Tip 2) Choose the wavelength of the light source carefully. Many factors affect the suitable wavelength. Some applications require the measurement point to be visible, so red or green light can be used. Eye safety must sometimes be considered in laser applications, which makes infrared a better fit. The object to be measured also plays a role: if the target color is known, choosing a wavelength with a higher reflectivity will produce a stronger reflected light. If the target is black, the reflection of visible light is very weak, so infrared light is more suitable.

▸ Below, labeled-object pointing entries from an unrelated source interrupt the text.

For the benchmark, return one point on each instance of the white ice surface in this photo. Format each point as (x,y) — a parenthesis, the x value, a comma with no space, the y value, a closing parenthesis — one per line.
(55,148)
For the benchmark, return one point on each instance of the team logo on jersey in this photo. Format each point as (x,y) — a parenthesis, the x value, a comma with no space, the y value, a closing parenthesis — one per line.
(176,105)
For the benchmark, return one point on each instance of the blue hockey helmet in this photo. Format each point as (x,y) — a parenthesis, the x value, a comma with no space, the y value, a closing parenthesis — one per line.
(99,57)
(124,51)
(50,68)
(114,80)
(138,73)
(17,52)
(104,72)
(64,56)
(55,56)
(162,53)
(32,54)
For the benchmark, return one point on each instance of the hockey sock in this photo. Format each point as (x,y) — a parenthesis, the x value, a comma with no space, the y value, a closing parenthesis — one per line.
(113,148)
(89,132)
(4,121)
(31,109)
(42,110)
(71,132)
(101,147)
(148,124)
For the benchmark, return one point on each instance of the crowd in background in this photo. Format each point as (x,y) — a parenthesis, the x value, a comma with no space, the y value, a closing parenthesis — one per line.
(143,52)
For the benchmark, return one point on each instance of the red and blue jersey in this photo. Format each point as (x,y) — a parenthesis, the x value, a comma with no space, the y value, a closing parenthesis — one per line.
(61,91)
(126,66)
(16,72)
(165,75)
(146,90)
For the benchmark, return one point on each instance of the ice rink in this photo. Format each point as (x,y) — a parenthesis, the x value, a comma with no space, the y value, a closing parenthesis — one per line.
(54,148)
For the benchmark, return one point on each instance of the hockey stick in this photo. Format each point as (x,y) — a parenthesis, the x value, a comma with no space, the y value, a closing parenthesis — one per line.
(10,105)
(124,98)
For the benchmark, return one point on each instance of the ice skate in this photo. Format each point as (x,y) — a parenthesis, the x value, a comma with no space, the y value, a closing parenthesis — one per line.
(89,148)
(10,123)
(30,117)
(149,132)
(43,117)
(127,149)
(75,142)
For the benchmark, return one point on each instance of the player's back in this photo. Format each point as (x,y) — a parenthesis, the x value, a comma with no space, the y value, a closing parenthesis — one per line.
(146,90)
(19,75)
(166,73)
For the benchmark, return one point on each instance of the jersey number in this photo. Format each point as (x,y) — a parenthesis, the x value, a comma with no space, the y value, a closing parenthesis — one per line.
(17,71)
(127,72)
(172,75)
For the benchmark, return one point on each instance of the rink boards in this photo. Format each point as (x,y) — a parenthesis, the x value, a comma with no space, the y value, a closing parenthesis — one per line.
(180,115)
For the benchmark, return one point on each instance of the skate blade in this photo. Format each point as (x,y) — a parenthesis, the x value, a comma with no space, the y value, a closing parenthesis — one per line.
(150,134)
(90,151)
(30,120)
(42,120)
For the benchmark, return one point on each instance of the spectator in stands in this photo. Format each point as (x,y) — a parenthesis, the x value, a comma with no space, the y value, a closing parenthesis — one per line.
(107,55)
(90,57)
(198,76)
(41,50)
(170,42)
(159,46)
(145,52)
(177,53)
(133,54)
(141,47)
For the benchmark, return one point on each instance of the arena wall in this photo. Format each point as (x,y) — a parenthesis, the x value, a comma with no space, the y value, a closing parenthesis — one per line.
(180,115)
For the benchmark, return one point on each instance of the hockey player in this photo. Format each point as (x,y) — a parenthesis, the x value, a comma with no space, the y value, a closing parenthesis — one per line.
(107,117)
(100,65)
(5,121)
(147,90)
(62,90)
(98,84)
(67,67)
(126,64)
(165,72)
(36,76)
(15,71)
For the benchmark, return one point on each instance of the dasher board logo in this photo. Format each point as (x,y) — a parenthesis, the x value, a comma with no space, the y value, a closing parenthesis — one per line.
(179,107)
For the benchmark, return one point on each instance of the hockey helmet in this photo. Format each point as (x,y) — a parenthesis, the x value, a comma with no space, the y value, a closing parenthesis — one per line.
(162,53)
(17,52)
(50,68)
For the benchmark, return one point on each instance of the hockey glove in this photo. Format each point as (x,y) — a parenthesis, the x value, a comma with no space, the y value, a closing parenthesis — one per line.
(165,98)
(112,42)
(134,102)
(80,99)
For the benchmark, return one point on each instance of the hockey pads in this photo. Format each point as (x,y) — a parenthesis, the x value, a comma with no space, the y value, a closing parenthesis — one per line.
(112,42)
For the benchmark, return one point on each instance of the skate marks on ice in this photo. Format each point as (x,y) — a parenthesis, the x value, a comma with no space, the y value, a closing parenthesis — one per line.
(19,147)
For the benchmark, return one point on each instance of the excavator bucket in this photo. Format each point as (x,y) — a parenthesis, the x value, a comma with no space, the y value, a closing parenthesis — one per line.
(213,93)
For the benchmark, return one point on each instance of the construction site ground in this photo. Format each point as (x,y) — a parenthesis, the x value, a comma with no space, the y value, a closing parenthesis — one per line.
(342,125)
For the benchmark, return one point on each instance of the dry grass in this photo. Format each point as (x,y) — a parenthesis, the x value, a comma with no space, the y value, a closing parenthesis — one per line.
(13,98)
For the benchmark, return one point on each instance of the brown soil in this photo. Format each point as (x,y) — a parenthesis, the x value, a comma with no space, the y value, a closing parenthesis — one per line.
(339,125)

Tip 3) Consider temperature effects. Both LEDs and laser diodes are strongly affected by temperature. Improved heat dissipation leads to more stable results, and pulsed light also reduces power and heat. Laser diodes tend to change wavelength (mode hop) with temperature, which can also affect the results. The efficiency of LEDs and laser diodes is inversely proportional to temperature. Therefore, if the temperature increases, the optical power of the LED/laser decreases. This can be compensated with automatic power control, a feature included in many of our driver chips. But in this case, if there is no temperature control, there is a great risk, which must be prevented: the loss of efficiency will cause the automatic power control to increase the current, and the high current will further increase the temperature, and eventually lead to device damage after entering the cycle.

In the end, the result depends on all parts of the system:

→ Good results come from good signal processing algorithms, but these algorithms need to receive accurate signals, which requires a good optical sensor.

→ Optical sensors need the right resolution and accuracy to meet the requirements of the product being designed.

→ A sensor will only produce a good output signal if it receives the right amount of light, which largely depends on the quality of the light source and the optical lens used.

→ Optical lenses must be carefully selected and positioned to collect enough light and direct it to the proper location on the sensor without noticeable distortion.

→ The light source must be selected and operated in an optimized manner for the specific application. The selection and operation of the light source must be optimized for the specific application. The wavelength must be selected according to the reflectivity of the target, the power must be selected according to the measurement distance, pulses should be used if necessary, and safety affects all these parameters.

As can be seen from our two articles on triangulation sensors, there are many factors that must be considered when developing such products. They affect the performance, cost, functionality and safety of the final product.